彼が指摘した通り、それくらいの野心の持ち主が部下にいてくれた方が面白い。仕掛けて来たのを真っ向から叩きのめすも良し、部下暮らしで牙と野心が折れるのを見届けるのもまたそれはそれで。
いずれにせよ野心の強さは行動力にも繋がる。気性の荒い馬と思えば楽しみようはある。本当に私を打ちのめせる者が現れるのならば、私としても挑戦者側に回る面白みがあるからな。
「しかし、人を見ると言えばレイア様の人材配置はまさに妙技の一言。我が商会に回してもらった人材も水を得た魚の如し。これはまるで心身の持つ適性を一目に見切っているのではないかと皆が口々に」
「それは持ち上げすぎだぞアーキンソン。私とてただ見るだけで個々人の強みが見切れるような慧眼は持ち合わせていないとも」
今回の救出劇で得た人材に関して言えば、試験の結果とその過程を観察することでその適性を深く探れたのが大きい。
そうでなければちょっと顔を合わせただけの人間が持つ、強みや性質など分かるものか。政治と面談の場は二枚舌度合いを競うショーなのだからな。

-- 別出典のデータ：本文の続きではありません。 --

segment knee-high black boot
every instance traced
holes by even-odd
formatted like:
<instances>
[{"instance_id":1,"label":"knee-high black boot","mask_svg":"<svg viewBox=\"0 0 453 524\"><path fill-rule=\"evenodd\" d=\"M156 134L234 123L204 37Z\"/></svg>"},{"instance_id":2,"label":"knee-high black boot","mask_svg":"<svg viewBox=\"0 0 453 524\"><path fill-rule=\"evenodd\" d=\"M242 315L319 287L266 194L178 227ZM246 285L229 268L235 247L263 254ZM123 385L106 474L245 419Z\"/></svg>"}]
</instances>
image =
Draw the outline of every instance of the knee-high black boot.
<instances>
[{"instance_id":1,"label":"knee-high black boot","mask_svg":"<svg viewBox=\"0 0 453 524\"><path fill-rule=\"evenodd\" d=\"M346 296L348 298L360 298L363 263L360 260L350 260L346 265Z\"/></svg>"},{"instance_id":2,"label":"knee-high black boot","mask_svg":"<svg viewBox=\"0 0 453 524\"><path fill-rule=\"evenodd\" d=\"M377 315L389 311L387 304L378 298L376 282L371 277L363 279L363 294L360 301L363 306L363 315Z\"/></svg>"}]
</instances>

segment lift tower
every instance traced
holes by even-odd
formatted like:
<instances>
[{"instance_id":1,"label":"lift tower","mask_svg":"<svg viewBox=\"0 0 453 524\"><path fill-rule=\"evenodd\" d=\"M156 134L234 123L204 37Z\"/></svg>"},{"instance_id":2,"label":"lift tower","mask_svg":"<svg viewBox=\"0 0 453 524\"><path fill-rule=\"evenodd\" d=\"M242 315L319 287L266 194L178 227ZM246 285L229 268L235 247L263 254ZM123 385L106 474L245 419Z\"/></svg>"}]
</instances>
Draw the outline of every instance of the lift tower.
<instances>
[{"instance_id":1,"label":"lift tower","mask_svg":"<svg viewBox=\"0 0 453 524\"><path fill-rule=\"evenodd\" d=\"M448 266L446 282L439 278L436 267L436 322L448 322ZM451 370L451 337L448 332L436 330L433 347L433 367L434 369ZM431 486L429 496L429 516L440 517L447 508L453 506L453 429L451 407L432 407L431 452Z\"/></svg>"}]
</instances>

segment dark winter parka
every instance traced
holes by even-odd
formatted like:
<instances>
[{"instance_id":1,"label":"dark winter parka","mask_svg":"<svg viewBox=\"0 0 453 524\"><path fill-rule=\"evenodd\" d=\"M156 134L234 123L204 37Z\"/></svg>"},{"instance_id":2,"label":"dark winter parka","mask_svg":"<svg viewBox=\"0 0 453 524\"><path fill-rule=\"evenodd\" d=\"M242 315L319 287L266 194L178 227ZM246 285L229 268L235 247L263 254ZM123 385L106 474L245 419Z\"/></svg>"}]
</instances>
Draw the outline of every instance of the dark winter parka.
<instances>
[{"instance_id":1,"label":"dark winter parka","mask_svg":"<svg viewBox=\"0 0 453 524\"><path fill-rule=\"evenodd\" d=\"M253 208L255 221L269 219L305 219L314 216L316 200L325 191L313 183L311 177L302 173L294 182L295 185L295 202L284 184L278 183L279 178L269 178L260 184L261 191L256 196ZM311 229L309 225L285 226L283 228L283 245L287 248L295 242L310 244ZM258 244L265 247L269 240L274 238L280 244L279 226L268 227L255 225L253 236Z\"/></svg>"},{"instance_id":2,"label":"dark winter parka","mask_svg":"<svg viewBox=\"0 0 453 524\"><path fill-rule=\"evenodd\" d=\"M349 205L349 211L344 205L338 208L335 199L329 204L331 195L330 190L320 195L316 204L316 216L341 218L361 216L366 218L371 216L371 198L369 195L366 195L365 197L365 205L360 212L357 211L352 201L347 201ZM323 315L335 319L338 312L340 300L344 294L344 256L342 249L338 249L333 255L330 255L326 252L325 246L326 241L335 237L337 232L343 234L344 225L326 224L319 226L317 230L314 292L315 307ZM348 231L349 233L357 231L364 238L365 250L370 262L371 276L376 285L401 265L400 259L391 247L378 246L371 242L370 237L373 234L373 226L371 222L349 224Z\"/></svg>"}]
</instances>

「やらせてみなければ本当に向いているかどうかなど分からんさ。それこそ本人にすらな。今回はさんざんに篩落としを繰り返したからな」
「ははは……あの試験の数々は本当に大変でしたよ。これから教育期間でもあんな感じのが課されるのかと思うとちょっと同情してしまいますよ」
「そなたらにやったのレベルのはそうそう無いはずだぞ。当然求める人材のレベルによって難易度は変わるものだが、身の丈に合わせれば当人には厳しくはなるだろうな」
私の言葉に課した試験のすべてをこなしたアーキンソンは苦笑を。彼ほどの人材はそうそう出ては来ないだろうが、見どころのある人材を得るためには教育とその習得の把握は必須であるからな。